Sabrina Weckerlin stammt aus Furtwangen im Schwarzwald und absolvierte ihre Ausbildung zur Musicaldarstellerin an der renommierten Joop van den Ende Academy in Hamburg. Ihre erste Hauptrolle, die Constance in „3 Musketiere“, spielte sie bereits während ihrer Ausbildung. Später folgten Hauptrollen in Musicals wie „Elisabeth – Die Legende einer Heiligen“, „Wicked“, „Die Päpstin“ oder „Marie Antoinette“. Im Interview lässt sie den Sommer 2012 noch einmal Revue passieren und blickt zurück auf die beiden großen Rollen, die sie in diesem Jahr gespielt hat: Johanna in „Die Päpstin“ und Margrid Arnaud in „Marie Antoinette“.

Die Doppelbelastung, jeweils eine Hauptrolle in zwei großen Musicals zu spielen, gehört nun – zumindest für das Jahr 2012 – der Vergangenheit an. Wie fühlen Sie sich?
Ich fühle mich gut. Ich hatte nach dem riesigen Pensum ja die Chance, alles herunterzufahren. Und jetzt bin ich auf Konzerttournee und habe sehr viel Spaß dabei. Ich war schon nach der Dernière von „Marie Antoinette“ echt traurig, weil mir die Rolle der Margrid sehr am Herzen liegt und ich auch schon 2009 sehr traurig war, als es in Bremen endete. Deshalb war ich echt glücklich, dass ich die Chance bekommen habe, dieses Jahr wieder Margrid, aber dazu auch noch Johanna in „Die Päpstin“ spielen zu können. Der Sommer 2012 war eine tolle Erfahrung für mich, und es war auch meine erste Freilichterfahrung. Ich bin glücklich, dass ich die Möglichkeit hatte, sowohl in „Marie Antoinette“ als auch in „Die Päpstin“ zu spielen. Aber dennoch war es in der Tat eine Doppelbelastung. Vor allem das Pendeln zwischen Fulda und Tecklenburg war hart. Wenn ich schon zehn Shows auf dem Buckel hatte und dann wieder anreisen musste, um in der nächsten Produktion Vollgas zu geben, hat mich das viel Kraft gekostet. Aber ich bin erstaunt, wie gut es lief. Ich war zwar immer sehr müde, aber es ging mir dabei gut.
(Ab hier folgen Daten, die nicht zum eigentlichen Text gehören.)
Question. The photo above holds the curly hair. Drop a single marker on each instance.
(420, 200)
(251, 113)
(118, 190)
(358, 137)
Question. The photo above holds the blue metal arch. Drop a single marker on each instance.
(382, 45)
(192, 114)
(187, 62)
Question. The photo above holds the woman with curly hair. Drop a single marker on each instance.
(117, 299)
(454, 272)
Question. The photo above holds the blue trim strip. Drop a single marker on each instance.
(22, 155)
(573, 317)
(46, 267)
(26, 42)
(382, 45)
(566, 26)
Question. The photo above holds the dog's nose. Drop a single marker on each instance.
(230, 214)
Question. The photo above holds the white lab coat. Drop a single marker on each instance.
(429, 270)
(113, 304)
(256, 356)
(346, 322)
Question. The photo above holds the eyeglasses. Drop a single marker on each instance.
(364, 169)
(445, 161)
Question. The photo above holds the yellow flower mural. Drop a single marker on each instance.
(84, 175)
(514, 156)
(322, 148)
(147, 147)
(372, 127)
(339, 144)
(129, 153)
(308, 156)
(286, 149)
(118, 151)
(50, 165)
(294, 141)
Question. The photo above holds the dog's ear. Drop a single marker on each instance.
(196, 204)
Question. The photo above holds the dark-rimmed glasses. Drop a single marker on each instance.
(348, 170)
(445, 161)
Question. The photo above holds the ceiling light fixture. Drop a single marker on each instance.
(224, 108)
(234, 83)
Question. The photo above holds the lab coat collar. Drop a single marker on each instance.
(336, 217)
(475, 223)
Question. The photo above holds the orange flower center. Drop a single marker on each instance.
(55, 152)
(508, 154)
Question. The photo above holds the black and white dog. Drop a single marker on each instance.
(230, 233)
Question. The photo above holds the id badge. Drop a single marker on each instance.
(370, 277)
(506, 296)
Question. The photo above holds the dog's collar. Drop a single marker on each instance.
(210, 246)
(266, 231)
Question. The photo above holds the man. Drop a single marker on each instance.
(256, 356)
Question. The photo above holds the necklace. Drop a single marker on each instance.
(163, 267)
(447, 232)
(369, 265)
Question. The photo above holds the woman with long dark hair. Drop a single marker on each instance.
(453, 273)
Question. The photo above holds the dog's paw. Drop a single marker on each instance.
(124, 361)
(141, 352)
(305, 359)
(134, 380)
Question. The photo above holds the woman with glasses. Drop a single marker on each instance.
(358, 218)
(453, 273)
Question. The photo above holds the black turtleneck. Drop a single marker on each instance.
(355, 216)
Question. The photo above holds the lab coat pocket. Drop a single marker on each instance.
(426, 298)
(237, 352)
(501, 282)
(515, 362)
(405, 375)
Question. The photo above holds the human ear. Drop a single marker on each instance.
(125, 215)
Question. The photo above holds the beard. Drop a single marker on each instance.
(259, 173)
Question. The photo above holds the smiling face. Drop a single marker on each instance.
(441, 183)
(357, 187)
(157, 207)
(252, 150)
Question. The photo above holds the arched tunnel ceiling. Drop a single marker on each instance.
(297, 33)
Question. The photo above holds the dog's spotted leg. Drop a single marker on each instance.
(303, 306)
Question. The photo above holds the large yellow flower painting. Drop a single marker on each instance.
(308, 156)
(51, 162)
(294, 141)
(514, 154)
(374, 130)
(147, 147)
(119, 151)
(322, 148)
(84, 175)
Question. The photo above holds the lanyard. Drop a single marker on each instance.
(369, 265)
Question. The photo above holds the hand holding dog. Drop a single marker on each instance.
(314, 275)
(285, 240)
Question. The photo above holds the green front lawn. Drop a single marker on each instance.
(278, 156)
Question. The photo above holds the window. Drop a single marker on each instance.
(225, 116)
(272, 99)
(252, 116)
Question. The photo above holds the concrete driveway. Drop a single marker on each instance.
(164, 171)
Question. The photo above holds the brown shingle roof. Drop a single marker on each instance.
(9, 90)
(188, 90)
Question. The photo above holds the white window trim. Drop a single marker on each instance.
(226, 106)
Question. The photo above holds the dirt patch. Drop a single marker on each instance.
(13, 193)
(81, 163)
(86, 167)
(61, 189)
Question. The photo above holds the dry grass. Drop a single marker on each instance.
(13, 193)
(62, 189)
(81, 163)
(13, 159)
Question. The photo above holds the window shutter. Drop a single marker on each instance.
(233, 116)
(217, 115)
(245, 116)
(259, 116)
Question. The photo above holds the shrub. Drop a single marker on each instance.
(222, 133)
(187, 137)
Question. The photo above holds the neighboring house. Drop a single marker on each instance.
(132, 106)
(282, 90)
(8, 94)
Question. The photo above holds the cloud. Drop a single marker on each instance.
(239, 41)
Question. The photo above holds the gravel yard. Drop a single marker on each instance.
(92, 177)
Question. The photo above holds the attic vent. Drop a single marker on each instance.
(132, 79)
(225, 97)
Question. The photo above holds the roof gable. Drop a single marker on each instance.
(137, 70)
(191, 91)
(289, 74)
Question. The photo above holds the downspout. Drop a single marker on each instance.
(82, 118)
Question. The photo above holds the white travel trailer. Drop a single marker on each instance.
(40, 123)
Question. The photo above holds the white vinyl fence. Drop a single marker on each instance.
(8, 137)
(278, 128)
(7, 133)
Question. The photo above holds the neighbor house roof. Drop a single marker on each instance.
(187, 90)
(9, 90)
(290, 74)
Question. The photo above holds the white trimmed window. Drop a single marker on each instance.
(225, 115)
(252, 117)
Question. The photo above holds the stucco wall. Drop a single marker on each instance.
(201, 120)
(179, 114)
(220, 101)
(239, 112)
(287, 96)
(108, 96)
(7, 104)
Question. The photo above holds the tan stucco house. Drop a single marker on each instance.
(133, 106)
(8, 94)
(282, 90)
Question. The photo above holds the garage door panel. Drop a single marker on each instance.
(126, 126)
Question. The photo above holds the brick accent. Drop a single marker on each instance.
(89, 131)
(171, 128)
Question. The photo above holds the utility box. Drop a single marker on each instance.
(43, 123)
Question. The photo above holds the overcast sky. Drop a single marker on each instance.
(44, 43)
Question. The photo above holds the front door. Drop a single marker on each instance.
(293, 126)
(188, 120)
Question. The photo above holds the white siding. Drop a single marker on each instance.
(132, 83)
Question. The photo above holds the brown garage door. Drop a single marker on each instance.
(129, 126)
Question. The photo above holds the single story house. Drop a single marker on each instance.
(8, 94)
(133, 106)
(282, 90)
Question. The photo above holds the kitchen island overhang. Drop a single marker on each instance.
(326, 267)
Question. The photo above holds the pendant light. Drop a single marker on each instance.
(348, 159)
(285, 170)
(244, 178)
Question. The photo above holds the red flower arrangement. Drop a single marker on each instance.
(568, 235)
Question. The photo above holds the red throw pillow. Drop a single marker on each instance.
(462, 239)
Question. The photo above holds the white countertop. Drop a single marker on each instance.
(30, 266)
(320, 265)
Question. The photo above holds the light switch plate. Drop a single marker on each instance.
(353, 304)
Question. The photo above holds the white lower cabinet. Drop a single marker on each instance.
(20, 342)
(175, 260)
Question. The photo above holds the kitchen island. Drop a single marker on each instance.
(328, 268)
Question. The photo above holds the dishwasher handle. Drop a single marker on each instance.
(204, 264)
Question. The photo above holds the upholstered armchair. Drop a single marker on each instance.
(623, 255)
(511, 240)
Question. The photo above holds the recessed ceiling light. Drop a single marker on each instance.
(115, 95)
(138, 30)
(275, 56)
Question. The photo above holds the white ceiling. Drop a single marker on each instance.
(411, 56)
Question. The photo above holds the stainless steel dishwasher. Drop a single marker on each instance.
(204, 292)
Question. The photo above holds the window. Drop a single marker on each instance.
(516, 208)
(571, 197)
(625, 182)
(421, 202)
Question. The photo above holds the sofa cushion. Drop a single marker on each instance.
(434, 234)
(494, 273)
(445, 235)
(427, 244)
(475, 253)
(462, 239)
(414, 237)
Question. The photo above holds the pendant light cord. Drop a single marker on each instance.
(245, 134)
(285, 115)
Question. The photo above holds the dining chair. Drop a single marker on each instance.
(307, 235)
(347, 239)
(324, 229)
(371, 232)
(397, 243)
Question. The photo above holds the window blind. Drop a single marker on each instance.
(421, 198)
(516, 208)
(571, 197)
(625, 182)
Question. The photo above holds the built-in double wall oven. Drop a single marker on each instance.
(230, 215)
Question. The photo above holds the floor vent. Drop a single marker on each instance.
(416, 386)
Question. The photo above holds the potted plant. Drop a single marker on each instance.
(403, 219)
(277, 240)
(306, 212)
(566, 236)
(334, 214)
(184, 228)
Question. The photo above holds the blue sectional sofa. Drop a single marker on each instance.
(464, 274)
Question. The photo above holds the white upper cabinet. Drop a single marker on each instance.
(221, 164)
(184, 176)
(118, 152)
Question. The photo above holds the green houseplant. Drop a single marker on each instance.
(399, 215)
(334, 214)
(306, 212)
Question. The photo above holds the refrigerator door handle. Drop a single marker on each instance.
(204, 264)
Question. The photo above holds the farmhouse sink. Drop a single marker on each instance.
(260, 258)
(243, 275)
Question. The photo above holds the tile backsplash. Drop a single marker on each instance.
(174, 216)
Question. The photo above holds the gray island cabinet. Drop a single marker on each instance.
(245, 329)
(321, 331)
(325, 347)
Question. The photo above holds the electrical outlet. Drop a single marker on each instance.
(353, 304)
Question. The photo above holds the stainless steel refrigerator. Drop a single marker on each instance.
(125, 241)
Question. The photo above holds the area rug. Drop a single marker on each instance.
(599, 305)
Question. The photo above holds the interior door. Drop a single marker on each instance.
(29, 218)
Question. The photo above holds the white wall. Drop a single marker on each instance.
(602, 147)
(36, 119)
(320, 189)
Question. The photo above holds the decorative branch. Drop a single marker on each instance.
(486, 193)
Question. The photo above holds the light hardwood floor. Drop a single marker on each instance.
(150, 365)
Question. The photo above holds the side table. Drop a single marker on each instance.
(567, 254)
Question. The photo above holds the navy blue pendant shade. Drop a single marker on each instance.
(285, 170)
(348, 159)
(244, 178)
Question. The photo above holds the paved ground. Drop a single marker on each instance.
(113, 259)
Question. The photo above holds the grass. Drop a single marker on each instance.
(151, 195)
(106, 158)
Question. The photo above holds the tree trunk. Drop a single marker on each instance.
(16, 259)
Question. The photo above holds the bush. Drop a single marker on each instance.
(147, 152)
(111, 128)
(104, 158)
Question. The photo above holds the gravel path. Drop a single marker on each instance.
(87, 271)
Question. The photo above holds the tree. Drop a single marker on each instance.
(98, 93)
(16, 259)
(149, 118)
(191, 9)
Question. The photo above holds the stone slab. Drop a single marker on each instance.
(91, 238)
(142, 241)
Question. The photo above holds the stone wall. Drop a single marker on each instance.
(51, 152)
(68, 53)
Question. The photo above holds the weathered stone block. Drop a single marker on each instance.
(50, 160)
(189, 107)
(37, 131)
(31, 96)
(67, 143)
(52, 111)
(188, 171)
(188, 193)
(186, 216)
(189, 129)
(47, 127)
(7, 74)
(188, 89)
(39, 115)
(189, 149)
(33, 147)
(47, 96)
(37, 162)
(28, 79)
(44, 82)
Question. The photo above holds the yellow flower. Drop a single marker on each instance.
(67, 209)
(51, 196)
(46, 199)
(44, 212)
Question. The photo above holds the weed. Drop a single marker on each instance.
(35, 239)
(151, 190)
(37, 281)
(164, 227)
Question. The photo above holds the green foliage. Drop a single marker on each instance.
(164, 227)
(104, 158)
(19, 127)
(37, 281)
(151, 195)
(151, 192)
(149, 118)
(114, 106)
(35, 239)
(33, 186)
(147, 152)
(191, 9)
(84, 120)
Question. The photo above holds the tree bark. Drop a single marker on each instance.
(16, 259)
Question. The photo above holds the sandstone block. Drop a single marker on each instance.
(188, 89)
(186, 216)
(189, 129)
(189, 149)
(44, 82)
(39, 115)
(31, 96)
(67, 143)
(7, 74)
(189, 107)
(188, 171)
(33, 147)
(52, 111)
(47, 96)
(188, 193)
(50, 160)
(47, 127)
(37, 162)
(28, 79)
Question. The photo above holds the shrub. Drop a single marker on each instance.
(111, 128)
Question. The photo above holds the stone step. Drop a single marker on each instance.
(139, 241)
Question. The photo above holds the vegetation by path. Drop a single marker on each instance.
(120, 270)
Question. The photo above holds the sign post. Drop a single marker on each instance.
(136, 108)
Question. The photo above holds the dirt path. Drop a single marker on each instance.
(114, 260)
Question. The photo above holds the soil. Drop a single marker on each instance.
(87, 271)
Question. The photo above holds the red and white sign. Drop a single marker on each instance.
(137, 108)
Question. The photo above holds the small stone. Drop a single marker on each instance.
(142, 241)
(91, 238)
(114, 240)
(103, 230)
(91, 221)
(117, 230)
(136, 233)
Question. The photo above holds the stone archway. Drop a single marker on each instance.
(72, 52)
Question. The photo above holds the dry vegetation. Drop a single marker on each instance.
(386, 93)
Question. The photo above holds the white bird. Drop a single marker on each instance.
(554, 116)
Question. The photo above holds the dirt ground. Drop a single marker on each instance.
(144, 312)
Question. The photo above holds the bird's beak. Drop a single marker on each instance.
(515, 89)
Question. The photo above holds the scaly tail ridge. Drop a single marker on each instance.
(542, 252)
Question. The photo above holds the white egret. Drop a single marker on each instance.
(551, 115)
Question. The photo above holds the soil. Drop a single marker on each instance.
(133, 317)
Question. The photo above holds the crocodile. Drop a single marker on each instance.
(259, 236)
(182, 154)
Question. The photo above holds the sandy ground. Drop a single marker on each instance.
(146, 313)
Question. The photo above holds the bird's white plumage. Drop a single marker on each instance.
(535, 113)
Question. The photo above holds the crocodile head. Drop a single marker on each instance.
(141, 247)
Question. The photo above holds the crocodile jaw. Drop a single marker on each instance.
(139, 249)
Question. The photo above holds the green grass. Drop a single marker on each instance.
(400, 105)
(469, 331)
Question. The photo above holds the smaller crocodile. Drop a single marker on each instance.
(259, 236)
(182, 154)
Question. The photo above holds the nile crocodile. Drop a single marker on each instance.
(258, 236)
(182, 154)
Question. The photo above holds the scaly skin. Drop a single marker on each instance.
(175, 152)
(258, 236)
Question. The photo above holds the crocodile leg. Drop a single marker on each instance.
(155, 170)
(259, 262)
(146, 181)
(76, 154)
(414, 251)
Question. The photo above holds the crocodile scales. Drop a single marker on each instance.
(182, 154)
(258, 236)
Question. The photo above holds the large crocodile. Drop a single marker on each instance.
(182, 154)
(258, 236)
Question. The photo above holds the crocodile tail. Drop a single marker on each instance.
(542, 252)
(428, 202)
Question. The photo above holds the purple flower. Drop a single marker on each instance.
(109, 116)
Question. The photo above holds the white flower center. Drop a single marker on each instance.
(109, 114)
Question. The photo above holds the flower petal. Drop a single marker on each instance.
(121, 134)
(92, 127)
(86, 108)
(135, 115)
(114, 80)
Zwei Rollen wie Margrid und Johanna parallel zu spielen, ist nicht alltäglich. Weibliche Rollen sind im Musical ohnehin rar, und wenn man älter wird, wird es noch schwieriger, eine Rolle zu bekommen. Haben Sie sich also gedacht, Sie nehmen einfach alles mit, solange Sie jung sind?
Ach, ans Älterwerden denke ich noch gar nicht. Ich bin auch nicht so ein Mensch, der Trübsal bläst, wenn man mal kein Engagement hat. Ich habe viele Projekte und begeistere mich auch für viele andere Dinge, die nicht unbedingt etwas mit Musicals zu tun haben. Von daher mache ich mir auch keinen Stress. Aber natürlich war es von den Rollen her gesehen ein Luxusproblem, und da darf ich mich nicht beschweren. Deshalb habe ich mir auch den Stress angetan und beide Rollen gespielt. Es wäre nicht infrage gekommen, Abstriche zu machen und zu sagen, dass die eine Rolle besser als die andere ist. Das waren zwei riesige Projekte, und ich bin unendlich dankbar, dass sich die Produzenten beider Musicals auf dieses Wagnis eingelassen haben. Manchmal hätte ich mir aber einen Fahrer gewünscht, der mich zwischen Tecklenburg und Fulda hin- und hergefahren hätte. (lacht)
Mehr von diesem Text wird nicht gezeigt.